Auf einmal, wir haben es kaum bemerkt im Wirbel unserer Erregung, ist das Schweigen zu Ende, dumpf dröhnen wieder die Abschüsse, und wie Spechtgehacke knarrt auch bereits von weither ein M.-G. Wir werden ruhig und sind fast froh, die vertrauten Geräusche des Todes wieder zu hören.
Den Tag über haben wir Ruhe. Nachts sollen wir ein Stück zurück, wie schon oft bisher. Aber die von drüben folgen nicht einfach, sondern sie greifen an. Ehe wir uns versehen, kommt schweres Feuer herüber. Hinter uns tost es in roten Fontänen durch die Dämmerung. Einstweilen ist es bei uns noch ruhig. Willy und Tjaden finden zufällig eine Büchse Fleisch und fressen sie sofort auf. Die ändern liegen da und warten. Die vielen Monate haben sie ausgegliiht, sie sind fast gleichgültig, solange sie sich nicht wehren können.

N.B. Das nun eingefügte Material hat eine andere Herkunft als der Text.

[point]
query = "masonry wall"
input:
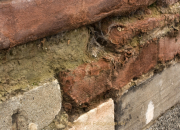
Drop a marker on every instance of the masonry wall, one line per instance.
(98, 64)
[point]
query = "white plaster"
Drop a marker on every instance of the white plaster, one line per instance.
(150, 112)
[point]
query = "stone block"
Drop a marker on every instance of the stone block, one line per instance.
(33, 110)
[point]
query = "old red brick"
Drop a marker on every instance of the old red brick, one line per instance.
(166, 2)
(89, 80)
(168, 48)
(137, 66)
(119, 34)
(26, 20)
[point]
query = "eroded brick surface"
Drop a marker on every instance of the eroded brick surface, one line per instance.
(92, 79)
(169, 47)
(119, 33)
(166, 2)
(99, 118)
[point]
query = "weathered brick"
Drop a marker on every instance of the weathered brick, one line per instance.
(87, 81)
(166, 2)
(120, 33)
(92, 79)
(169, 47)
(144, 103)
(27, 20)
(99, 118)
(146, 60)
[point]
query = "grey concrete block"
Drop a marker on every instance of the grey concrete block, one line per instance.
(33, 110)
(144, 103)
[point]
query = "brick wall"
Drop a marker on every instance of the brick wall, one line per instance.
(111, 64)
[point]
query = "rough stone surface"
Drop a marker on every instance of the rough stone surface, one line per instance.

Der Kompanieführer kriecht in unsern Trichter.»Habt ihr alles?«fragt er durch den Lärm.»Zu wenig Munition«, schreit Bethke. Heel zuckt die Achseln und schiebt Bethke eine Zigarette über die Schulter zu. Der nickt, ohne umzusehen.»Muß so gehen«, ruft Heel und springt zum nächsten Trichter. Er weiß, daß es gehen wird. Jeder dieser alten Soldaten könnte genau so gut Kompanieführer sein wie er selber.